Pour ses premiers pas dans le genre policier, Arnaud Desplechin réussit à dresser brillamment le portrait d’une population déshéritée, sans jamais tomber dans le misérabilisme et tout en apportant humanité et profondeur à un milieu a priori binaire. A ne pas manquer!

Roubaix, une lumière d’Arnaud Desplechin, dans les salles en Suisse romande depuis le 21 août.

Image tirée du film Insoumises.Lausannoise oubliée de l’Histoire

Débarquant à Cuba pour retrouver son fils en 1819, le jeune médecin d’origine vaudoise Enrique Faber découvre que ce dernier a été brûlé vif lors d’une rébellion d’esclaves. Mais ses compétences médicales modernes lui attirent rapidement les sympathies de certains notables éclairés de Baracoa où il va finalement s’installer, puis épouser Juana, une jeune femme jugée de mauvaise réputation. Ses combats contre l’esclavage et les inégalités – il soigne indifféremment les riches, les pauvres, les Noirs, les Blancs – ainsi que son allure frêle et androgyne vont toutefois attiser les quolibets, la méfiance et la jalousie. Une nuit, les hommes de main d’un puissant trafiquant d’esclaves pénètrent chez lui, le déshabillent et découvrent qu’Enrique est une femme: Enriqueta. C’est alors le début d’un procès déloyal et d’une incroyable violence.

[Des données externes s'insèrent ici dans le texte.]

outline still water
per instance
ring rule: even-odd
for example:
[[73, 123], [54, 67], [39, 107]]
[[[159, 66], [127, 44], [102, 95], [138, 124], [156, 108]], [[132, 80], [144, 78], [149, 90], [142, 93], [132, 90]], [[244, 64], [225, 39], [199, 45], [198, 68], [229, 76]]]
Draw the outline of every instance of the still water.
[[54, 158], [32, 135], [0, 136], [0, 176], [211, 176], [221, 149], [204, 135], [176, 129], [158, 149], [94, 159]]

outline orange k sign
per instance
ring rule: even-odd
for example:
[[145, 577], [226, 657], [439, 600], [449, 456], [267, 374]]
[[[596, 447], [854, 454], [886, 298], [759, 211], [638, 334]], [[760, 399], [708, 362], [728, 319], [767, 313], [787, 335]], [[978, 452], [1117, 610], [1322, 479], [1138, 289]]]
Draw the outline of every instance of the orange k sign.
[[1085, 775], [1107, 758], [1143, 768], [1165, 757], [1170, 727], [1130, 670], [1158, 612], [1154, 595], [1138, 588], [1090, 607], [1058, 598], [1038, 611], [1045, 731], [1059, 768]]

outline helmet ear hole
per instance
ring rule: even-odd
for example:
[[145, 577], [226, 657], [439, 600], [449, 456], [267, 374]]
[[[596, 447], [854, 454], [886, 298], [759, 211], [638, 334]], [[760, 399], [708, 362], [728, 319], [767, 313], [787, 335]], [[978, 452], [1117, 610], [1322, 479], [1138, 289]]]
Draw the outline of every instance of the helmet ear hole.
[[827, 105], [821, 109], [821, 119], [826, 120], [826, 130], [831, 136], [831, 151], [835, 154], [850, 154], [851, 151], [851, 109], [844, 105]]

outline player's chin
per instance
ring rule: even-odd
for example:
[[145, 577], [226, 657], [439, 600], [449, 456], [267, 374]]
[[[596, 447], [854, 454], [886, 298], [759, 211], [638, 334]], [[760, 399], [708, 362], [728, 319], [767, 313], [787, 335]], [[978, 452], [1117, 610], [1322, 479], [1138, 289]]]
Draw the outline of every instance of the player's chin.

Oubliée d’une histoire trop souvent écrite par les hommes, la vie de cette Lausannoise qui fut amenée à se travestir pour pouvoir pratiquer la médecine est, enfin, mise à l’honneur dans ce long métrage suisse et cubain, coréalisé par la Genevoise Laura Cazador et le Cubain Fernando Perez. A leurs côtés, la comédienne française Sylvie Testud saisit à bras-le-corps ce rôle exigeant. Mais la réussite du film tient en particulier à une immersion très convaincante dans le Cuba d’il y a 200 ans, imprégné d’une atmosphère frelatée, association de patriarcat, de racisme et d’obscurantisme religieux où ceux qui ne sont pas des hommes blancs sont mis au ban de la société. Dans cet environnement, Enriqueta, pionnière du féminisme, s’engage dans une convergence des combats basée sur le «Liberté, Egalité, Fraternité» en faveur des femmes, des esclaves et des malades. En cette année de luttes féministes, on se gardera toutefois bien de considérer Insoumises comme un film historique tant les situations dépeintes font écho à celles de notre société actuelle. Et on gardera en tête ce conseil donné par Enriqueta à une petite Cubaine: «Ne demande jamais l’autorisation de grimper aux arbres!», et qui n’a pas pris une ride.

Insoumises de Laura Cazador et Fernando Perez, sortie en Suisse romande le 28 août.